I have already gone through what is said in the political agreement about labour, and we are already seeing staff shortages, particularly in the rural economy. UK farms take in about 60,000 workers a year on a seasonal basis. The UK Government’s present proposal is for an evaluation scheme of 2,500 people. That does not cut the mustard. It may be that this matter is resolved in two or three years and that this issue is resolved quite successfully, but the damage will be done by then; the crops will have rotted in the fields.

I think that somebody said earlier, “This is all terribly bad news, it is all Project Fear—is there any reason for optimism?” Frankly, I do not think that there is. I do not believe that an FTA could adequately mitigate the damage that Brexit will cause. The Government’s own assessment says that an end to free movement plus an FTA would result in a decline of around 6.7% of GDP.

It was argued in the UK Government’s “Global Britain” strategy that we would offset a decline in trade with the EU from being outside the single market by exporting to more countries. However, fully replacing the value of EU trade will be challenging, as illustrated by the trade flows from the emerging BRICS economies—Brazil, Russia, India, China and South Africa. I will use the Scottish figures to demonstrate that briefly. Those nations account for £2.1 billion, or 7%, of Scotland’s exports. In comparison, the EU accounts for £12.3 billion, or 43%, so even a small proportionate loss in trade, or lost growth in trade with the EU would require a dramatic increase in trade—over 30%—with those countries. We would all love to see that happen across the whole of the UK, but I suggest that that is highly unlikely.

If the UK signed agreements with the 10 biggest non-EEA countries, including the USA, China, and Canada—a process that could take many years—that would cover only 37% of Scotland’s current exports, compared with the 43% that goes to the EU. Some of the trade simply could not be substituted. If one is selling low-margin or perishable goods to the EU that are refrigerated in a wagon overnight, it simply cannot be substituted by shipping the same stuff to Australia, Japan or China.
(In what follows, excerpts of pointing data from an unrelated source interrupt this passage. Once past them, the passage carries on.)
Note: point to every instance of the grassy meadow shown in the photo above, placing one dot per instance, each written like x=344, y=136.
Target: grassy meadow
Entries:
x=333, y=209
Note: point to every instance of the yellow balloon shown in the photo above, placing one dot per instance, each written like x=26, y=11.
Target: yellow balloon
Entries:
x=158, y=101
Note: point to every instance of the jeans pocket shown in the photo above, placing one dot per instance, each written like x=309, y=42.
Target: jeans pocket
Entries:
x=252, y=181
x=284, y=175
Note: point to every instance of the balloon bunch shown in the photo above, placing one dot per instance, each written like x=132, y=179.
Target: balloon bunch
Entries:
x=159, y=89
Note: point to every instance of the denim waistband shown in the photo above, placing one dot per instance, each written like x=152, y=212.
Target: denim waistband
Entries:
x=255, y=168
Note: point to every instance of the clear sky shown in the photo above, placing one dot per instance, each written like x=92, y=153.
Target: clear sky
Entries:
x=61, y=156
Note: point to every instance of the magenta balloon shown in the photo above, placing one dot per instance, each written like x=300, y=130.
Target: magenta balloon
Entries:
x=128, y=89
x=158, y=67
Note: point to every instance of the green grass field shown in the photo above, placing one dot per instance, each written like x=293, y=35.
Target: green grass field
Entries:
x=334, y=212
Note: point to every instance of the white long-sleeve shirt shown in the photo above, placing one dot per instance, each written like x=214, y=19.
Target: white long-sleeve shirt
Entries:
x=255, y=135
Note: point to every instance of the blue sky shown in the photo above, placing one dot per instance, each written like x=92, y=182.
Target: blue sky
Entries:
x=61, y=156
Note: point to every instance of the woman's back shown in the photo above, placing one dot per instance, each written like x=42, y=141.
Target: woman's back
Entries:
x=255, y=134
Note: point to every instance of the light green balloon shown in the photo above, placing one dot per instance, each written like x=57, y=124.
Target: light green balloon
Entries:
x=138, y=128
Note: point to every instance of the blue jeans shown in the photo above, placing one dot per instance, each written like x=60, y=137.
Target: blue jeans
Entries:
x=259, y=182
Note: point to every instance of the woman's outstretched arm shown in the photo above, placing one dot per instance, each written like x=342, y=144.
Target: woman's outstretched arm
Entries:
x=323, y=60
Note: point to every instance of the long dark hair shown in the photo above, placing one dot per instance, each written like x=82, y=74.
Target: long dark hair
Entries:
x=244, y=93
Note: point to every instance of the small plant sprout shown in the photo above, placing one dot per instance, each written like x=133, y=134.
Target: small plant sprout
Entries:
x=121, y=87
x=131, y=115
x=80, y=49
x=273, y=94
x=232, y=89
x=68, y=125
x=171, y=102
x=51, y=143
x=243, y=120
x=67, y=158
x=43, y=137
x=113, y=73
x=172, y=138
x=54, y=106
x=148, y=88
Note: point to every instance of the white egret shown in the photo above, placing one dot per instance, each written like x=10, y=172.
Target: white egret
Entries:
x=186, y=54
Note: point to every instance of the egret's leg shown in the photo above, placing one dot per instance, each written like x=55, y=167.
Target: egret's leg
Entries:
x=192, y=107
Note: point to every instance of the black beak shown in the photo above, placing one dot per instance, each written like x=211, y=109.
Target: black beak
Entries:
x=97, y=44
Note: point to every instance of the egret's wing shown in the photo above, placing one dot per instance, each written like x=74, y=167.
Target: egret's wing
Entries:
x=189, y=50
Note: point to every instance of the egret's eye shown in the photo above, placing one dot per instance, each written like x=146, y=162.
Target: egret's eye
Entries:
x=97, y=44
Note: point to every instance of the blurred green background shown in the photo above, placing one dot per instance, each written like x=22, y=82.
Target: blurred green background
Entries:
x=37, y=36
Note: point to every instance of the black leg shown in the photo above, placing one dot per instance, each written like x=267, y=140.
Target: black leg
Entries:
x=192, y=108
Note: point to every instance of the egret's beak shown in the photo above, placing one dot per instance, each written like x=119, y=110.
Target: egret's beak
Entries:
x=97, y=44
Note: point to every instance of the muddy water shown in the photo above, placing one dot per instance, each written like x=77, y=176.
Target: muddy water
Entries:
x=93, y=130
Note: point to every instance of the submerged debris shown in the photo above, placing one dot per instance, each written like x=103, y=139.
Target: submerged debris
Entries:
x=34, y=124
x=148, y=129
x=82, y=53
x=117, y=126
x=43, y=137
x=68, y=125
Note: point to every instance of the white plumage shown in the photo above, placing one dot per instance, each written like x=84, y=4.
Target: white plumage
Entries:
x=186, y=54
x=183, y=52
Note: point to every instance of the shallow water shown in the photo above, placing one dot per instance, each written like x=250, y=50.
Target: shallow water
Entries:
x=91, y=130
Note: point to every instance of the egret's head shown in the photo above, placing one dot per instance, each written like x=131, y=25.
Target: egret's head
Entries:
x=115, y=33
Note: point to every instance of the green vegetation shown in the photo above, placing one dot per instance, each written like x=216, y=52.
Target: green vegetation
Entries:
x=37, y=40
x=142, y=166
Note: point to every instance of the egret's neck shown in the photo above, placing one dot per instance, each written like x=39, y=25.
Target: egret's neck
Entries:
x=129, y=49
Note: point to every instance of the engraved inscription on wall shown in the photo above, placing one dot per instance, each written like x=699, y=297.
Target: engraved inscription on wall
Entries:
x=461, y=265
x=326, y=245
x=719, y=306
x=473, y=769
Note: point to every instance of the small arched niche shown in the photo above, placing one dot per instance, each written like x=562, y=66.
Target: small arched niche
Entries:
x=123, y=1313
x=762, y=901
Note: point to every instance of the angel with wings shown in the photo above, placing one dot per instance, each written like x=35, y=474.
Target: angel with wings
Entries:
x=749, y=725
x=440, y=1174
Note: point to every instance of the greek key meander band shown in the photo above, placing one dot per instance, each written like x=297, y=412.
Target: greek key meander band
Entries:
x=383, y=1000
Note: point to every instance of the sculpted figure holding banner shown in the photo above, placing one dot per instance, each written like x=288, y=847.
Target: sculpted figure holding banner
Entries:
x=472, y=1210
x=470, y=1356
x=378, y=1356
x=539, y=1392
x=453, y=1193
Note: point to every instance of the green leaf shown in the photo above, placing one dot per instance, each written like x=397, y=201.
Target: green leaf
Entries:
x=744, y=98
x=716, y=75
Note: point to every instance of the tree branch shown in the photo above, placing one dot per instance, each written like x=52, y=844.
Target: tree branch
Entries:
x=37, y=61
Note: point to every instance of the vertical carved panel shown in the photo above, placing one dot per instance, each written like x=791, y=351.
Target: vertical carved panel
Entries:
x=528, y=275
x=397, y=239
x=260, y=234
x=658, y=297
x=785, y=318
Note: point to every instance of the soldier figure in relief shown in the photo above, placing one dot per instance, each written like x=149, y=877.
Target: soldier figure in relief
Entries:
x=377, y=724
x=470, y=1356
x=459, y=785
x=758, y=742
It simply does not work like that.

Finally on trade, it is also worth pointing out that despite the Government’s optimistic assumptions, even signing a substantial number of trade deals would result in an increase in trade of less than one quarter of 1% of GDP compared with the situation today—that was confirmed yesterday—if we successfully negotiate trade deals with the US, Australia, New Zealand, Malaysia, Brunei, China, India, Brazil, Argentina, Paraguay and Uruguay, the UAE, Saudi Arabia, Oman, Kuwait and Bahrain. That is an awful lot of risk for very little potential gain.

I want to talk about two other areas briefly. The first is foreign direct investment, now a key feature of the contemporary global economy and one from which the UK and Scotland derive considerable benefits. We have seen a substantial number of jobs in Scotland owned by EU companies that have invested here over the decades precisely to have access to the European market. There is no certainty that that would stay, and in the future much of it would go.

The second point that I wish to raise is productivity. The Bank of England assessment in the past week cites academic evidence that shows how tariffs may force the reallocation of

“production toward less efficient domestic producers, lowering aggregate productivity”—

So, even if there is substitution, as many argue, it is likely to lower aggregate productivity.